A lo largo del siglo XIX y hasta mediados del XX el Jardín Botánico vivió una etapa de enorme decadencia y descuido, y no fue hasta finales de 1980 cuando su patrimonio vegetal, documental y arquitectónico volvió a lucir como merece una de las instituciones botánicas más antiguas de Europa.
Dependiente desde 1939 del Consejo Superior de Investigaciones Científicas, el Real Jardín Botánico cuenta con una de las mejores bibliotecas botánicas del viejo continente, con valiosos manuscritos y un archivo con cerca de 10.000 dibujos originales y diarios de viaje de las expediciones científicas del siglo XVIII que hoy podemos disfrutar a través de sus hermosas exposiciones temporales y de su extraordinaria biblioteca digital.

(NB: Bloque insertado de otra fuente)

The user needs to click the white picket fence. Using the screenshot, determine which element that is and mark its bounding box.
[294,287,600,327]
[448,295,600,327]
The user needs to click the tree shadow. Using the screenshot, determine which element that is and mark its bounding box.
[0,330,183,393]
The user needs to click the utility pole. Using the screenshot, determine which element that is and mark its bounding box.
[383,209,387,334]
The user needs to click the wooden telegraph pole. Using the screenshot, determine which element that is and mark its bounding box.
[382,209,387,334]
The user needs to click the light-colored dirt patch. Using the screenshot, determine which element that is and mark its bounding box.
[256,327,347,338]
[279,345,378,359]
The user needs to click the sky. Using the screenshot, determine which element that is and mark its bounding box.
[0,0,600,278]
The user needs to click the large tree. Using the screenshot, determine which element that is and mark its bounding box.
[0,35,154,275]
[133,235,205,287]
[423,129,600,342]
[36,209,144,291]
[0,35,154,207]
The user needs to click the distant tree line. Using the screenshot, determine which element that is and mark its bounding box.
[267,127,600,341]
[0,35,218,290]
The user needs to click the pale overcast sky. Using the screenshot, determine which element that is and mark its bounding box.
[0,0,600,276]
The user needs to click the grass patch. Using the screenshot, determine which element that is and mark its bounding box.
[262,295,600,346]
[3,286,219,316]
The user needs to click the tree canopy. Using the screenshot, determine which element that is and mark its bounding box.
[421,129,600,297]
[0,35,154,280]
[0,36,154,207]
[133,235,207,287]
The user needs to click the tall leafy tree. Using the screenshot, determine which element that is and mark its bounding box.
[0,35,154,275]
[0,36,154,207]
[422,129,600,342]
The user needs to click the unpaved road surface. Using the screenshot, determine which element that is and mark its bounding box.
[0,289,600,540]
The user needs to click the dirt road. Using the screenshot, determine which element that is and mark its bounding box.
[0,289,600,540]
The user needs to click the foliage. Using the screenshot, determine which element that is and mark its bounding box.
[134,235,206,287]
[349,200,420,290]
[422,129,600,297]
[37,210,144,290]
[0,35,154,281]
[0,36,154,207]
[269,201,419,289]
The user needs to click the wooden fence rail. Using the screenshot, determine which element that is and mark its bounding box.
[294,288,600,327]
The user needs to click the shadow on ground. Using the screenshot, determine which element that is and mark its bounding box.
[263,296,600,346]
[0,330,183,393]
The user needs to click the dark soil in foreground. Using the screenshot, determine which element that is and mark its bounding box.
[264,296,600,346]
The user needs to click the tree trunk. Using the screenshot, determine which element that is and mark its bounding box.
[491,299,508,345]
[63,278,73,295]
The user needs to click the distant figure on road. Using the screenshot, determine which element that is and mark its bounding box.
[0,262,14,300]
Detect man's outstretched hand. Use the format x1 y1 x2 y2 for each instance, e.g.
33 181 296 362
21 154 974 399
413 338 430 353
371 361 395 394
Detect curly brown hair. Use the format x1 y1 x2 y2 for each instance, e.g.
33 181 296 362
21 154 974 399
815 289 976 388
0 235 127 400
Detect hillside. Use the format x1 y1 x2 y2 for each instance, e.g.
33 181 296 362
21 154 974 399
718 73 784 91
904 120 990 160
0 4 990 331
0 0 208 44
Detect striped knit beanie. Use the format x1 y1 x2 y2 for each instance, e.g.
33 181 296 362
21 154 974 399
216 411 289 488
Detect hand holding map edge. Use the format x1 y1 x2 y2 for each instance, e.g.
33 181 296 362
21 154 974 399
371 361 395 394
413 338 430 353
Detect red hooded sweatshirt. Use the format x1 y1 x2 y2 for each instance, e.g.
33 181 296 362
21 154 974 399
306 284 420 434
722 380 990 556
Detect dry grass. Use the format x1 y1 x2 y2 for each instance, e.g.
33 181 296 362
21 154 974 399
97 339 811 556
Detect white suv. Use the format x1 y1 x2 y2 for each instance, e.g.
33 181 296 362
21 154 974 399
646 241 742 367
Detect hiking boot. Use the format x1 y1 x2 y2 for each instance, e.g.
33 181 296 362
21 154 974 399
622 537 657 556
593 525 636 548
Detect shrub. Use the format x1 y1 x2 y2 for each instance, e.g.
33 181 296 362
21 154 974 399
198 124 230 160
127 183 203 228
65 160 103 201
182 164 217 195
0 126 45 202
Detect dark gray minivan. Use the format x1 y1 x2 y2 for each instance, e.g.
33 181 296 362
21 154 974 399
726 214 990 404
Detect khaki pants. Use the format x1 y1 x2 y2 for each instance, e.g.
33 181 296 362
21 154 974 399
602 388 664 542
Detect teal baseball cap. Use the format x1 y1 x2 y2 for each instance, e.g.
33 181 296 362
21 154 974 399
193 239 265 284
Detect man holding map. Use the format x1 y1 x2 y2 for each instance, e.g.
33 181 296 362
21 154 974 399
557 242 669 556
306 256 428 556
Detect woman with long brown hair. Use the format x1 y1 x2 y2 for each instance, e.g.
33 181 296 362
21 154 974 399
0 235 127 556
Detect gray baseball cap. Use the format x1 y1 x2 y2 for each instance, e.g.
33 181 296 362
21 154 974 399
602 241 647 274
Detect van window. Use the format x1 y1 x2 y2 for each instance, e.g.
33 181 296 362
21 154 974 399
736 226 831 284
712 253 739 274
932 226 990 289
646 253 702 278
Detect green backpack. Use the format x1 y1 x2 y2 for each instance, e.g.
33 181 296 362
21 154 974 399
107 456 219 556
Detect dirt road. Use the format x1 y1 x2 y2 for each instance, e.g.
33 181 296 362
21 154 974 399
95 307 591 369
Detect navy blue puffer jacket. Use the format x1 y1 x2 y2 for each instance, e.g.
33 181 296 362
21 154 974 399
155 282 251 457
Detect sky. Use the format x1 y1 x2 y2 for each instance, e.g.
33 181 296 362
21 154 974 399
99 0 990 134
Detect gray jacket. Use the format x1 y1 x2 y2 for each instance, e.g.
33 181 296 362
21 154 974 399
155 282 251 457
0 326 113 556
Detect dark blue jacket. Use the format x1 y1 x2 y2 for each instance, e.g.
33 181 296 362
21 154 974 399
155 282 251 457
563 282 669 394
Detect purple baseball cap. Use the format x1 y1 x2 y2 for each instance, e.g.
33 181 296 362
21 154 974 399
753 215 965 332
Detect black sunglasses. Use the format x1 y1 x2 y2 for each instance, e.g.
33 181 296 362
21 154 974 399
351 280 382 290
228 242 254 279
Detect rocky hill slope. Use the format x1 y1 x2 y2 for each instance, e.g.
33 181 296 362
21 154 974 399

Tales son los fondos conservados de estas expediciones que en la actualidad se están estudiando pliegos del siglo XIX y catalogando nuevas especies, algunas de las cuales, seguramente, se extinguirán antes de ser descubiertas en pleno siglo XXI.
Aunque los tiempos de aquellas maravillosas expediciones botánicas pasaron hace casi tres siglos, hoy todos podemos admirar su legado en pleno centro de Madrid gracias al Real Jardín Botánico, un tesoro que nos acerca la importancia del mundo vegetal y el cuidado del medio ambiente, ayudándonos a corregir esa ceguera que nos impide valorar correctamente a las plantas… gracias a las cuales, entre otras cosas, respiramos.